OpenVZ Forum


Home » Mailing lists » Devel » [PATCH 0/3] IPv6 start/stop problems
[PATCH 0/3] IPv6 start/stop problems [message #28445] Tue, 18 March 2008 14:32 Go to next message
den is currently offline  den
Messages: 494
Registered: December 2005
Senior Member
Hello, Dave!

We have faced a several problems with IPv6 start/stop on 2.6.18 RHEL5
kernel in OpenVz. The code in the 2.6.25 does not differ from 2.6.18 in
respect to this.

Regards,
	Den

_______________________________________________
Containers mailing list
Containers@lists.linux-foundation.org
https://lists.linux-foundation.org/mailman/listinfo/containers
[PATCH 3/3] [IPV6]: Fix refcounting for anycast dst entries. [message #28446 is a reply to message #28445] Tue, 18 March 2008 14:35 Go to previous messageGo to next message
den is currently offline  den
Messages: 494
Registered: December 2005
Senior Member
Anycast DST entries allocated inside ipv6_dev_ac_inc are leaked when
network device is stopped without removing IPv6 addresses from it. The
bug has been observed in the reality on 2.6.18-rhel5 kernel.
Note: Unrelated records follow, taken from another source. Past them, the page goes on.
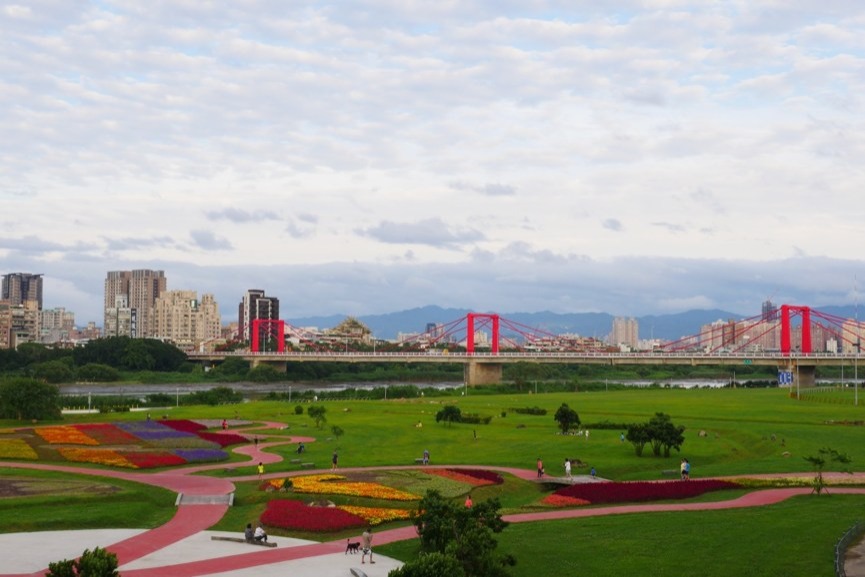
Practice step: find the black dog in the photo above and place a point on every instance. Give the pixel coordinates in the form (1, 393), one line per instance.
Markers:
(352, 547)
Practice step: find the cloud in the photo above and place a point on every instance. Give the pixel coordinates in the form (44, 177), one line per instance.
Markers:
(239, 215)
(489, 189)
(208, 241)
(612, 224)
(432, 232)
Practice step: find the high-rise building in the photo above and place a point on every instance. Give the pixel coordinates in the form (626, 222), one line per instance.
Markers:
(186, 321)
(625, 332)
(57, 325)
(20, 287)
(255, 306)
(141, 288)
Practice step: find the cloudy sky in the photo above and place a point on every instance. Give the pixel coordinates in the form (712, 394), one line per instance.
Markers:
(632, 157)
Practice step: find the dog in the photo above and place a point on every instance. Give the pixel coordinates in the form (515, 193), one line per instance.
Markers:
(352, 547)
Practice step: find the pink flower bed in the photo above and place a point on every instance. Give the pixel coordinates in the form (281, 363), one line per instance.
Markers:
(299, 516)
(184, 425)
(636, 491)
(223, 439)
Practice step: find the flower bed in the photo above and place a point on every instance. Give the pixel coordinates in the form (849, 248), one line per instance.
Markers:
(64, 435)
(377, 515)
(299, 516)
(636, 491)
(329, 484)
(223, 439)
(474, 477)
(107, 434)
(16, 449)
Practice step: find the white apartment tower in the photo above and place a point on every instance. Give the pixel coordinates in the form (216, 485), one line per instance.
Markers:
(141, 288)
(626, 331)
(181, 318)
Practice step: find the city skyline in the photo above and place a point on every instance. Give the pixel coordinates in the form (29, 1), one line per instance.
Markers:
(365, 157)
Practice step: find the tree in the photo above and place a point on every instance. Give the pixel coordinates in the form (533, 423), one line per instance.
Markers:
(567, 418)
(317, 414)
(638, 435)
(53, 371)
(664, 434)
(96, 563)
(27, 399)
(818, 461)
(464, 534)
(449, 414)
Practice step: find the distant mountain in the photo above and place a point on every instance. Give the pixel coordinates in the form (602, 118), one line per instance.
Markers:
(599, 325)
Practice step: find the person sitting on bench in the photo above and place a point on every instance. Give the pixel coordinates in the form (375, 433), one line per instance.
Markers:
(260, 535)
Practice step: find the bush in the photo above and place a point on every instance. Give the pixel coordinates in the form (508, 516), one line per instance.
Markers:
(96, 563)
(530, 411)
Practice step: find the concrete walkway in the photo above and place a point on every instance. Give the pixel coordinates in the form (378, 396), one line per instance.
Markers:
(183, 548)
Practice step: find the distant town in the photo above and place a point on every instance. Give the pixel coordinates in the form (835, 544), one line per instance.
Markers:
(138, 304)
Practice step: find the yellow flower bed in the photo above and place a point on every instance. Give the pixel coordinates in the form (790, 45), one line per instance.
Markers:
(377, 515)
(63, 435)
(97, 456)
(16, 449)
(336, 485)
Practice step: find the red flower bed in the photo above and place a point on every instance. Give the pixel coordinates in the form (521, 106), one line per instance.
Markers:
(108, 434)
(296, 515)
(184, 425)
(475, 477)
(642, 490)
(153, 459)
(223, 439)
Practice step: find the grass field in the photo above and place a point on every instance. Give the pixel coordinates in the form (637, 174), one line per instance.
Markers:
(746, 432)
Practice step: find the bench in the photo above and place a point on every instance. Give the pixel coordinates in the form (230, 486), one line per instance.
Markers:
(242, 540)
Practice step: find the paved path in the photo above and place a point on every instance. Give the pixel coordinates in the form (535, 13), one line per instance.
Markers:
(193, 520)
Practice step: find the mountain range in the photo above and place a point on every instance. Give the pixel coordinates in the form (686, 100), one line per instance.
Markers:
(599, 325)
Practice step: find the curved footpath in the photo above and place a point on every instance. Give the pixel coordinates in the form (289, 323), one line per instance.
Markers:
(182, 547)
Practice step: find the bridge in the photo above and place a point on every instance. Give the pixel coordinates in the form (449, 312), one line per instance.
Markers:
(764, 340)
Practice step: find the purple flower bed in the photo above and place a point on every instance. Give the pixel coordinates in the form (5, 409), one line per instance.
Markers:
(201, 455)
(149, 430)
(637, 491)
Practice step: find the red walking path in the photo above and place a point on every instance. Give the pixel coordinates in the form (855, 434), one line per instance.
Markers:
(192, 519)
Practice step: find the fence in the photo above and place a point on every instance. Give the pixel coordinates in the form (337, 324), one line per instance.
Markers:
(852, 534)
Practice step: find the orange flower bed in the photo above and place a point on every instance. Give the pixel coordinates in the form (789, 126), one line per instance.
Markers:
(98, 456)
(337, 485)
(16, 449)
(377, 515)
(64, 435)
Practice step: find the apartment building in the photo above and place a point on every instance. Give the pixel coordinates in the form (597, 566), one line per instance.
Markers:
(20, 287)
(255, 305)
(626, 331)
(140, 288)
(181, 318)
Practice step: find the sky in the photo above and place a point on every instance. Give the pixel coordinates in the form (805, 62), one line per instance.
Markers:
(632, 157)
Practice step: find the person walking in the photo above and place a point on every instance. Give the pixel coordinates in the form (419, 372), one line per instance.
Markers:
(366, 538)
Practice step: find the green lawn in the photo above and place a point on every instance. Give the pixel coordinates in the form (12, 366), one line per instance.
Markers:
(746, 432)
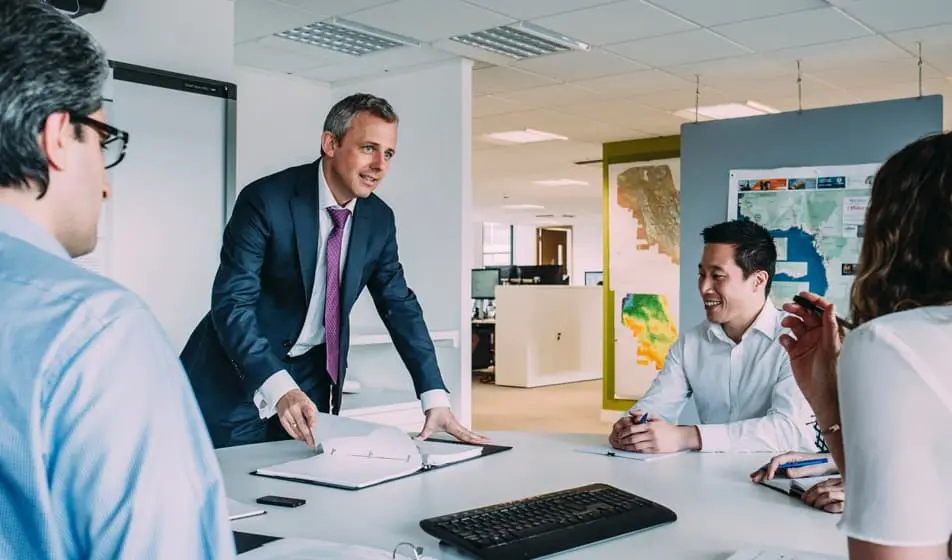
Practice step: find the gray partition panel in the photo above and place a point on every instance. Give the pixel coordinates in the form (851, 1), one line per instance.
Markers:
(173, 191)
(852, 134)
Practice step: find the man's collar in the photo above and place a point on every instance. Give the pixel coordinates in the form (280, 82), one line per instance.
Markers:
(326, 198)
(767, 322)
(15, 224)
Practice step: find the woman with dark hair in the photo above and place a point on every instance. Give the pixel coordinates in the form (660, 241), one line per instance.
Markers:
(884, 404)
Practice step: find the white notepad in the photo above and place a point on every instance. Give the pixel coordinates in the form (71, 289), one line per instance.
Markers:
(609, 451)
(354, 454)
(241, 510)
(312, 549)
(754, 553)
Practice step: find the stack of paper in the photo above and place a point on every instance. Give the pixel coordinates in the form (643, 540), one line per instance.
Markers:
(310, 549)
(355, 454)
(241, 510)
(753, 553)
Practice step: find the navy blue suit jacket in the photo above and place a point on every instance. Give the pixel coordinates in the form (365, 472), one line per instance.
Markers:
(263, 287)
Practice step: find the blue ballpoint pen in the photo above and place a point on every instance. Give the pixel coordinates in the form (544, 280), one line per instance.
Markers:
(797, 464)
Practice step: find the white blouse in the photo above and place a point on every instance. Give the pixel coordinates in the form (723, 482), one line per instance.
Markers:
(895, 392)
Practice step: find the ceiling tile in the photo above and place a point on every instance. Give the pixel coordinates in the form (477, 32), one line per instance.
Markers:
(730, 69)
(529, 9)
(486, 105)
(428, 20)
(329, 8)
(499, 79)
(851, 52)
(875, 74)
(679, 48)
(376, 63)
(579, 65)
(710, 13)
(675, 100)
(896, 15)
(259, 18)
(326, 56)
(626, 85)
(548, 96)
(615, 22)
(793, 30)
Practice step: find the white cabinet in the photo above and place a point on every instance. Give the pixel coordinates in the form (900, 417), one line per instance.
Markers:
(547, 335)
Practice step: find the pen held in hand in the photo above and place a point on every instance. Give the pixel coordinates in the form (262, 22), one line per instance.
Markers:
(798, 464)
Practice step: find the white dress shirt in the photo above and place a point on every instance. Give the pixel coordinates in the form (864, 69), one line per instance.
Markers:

In the above case addrconf_ifdown marks all entries as obsolete and
ip6_del_rt called from __ipv6_dev_ac_dec returns ENOENT. The referrence is
not dropped.

The fix is simple. DST entry should not keep referrence when stored in the
FIB6 tree.

Signed-off-by: Denis V. Lunev <den@openvz.org>
---
 net/ipv6/anycast.c |    9 ++-------
 1 files changed, 2 insertions(+), 7 deletions(-)

diff --git a/net/ipv6/anycast.c b/net/ipv6/anycast.c
index 96868b9..7bc0469 100644
--- a/net/ipv6/anycast.c
+++ b/net/ipv6/anycast.c
@@ -334,9 +334,7 @@ int ipv6_dev_ac_inc(struct net_device *dev, struct in6_addr *addr)
 	idev->ac_list = aca;
 	write_unlock_bh(&idev->lock);
 
-	dst_hold(&rt->u.dst);
-	if (ip6_ins_rt(rt))
-		dst_release(&rt->u.dst);
+	ip6_ins_rt(rt);
 
 	addrconf_join_solict(dev, &aca->aca_addr);
 
@@ -378,10 +376,7 @@ int __ipv6_dev_ac_dec(struct inet6_dev *idev, struct in6_addr *addr)
 	addrconf_leave_solict(idev, &aca->aca_addr);
 
 	dst_hold(&aca->aca_rt->u.dst);
-	if (ip6_del_rt(aca->aca_rt))
-		dst_free(&aca->aca_rt->u.dst);
-	else
-		dst_release(&aca->aca_rt->u.dst);
+	ip6_del_rt(aca->aca_rt);
 
 	aca_put(aca);
 	return 0;
-- 
1.5.3.rc5

_______________________________________________
Containers mailing list
Containers@lists.linux-foundation.org
https://lists.linux-foundation.org/mailman/listinfo/containers
[PATCH 1/3] [IPV6]: Event type in addrconf_ifdown is mis-used. [message #28447 is a reply to message #28445] Tue, 18 March 2008 14:35 Go to previous messageGo to next message
den is currently offline  den
Messages: 494
Registered: December 2005
Senior Member
addrconf_ifdown is broken in respect to the usage of how parameter. This
function is called with (event != NETDEV_DOWN) and (2) on the IPv6 stop.
It the latter case inet6_dev from loopback device should be destroyed.

Signed-off-by: Denis V. Lunev <den@openvz.org>
---
 net/ipv6/addrconf.c |   10 +++++-----
 1 files changed, 5 insertions(+), 5 deletions(-)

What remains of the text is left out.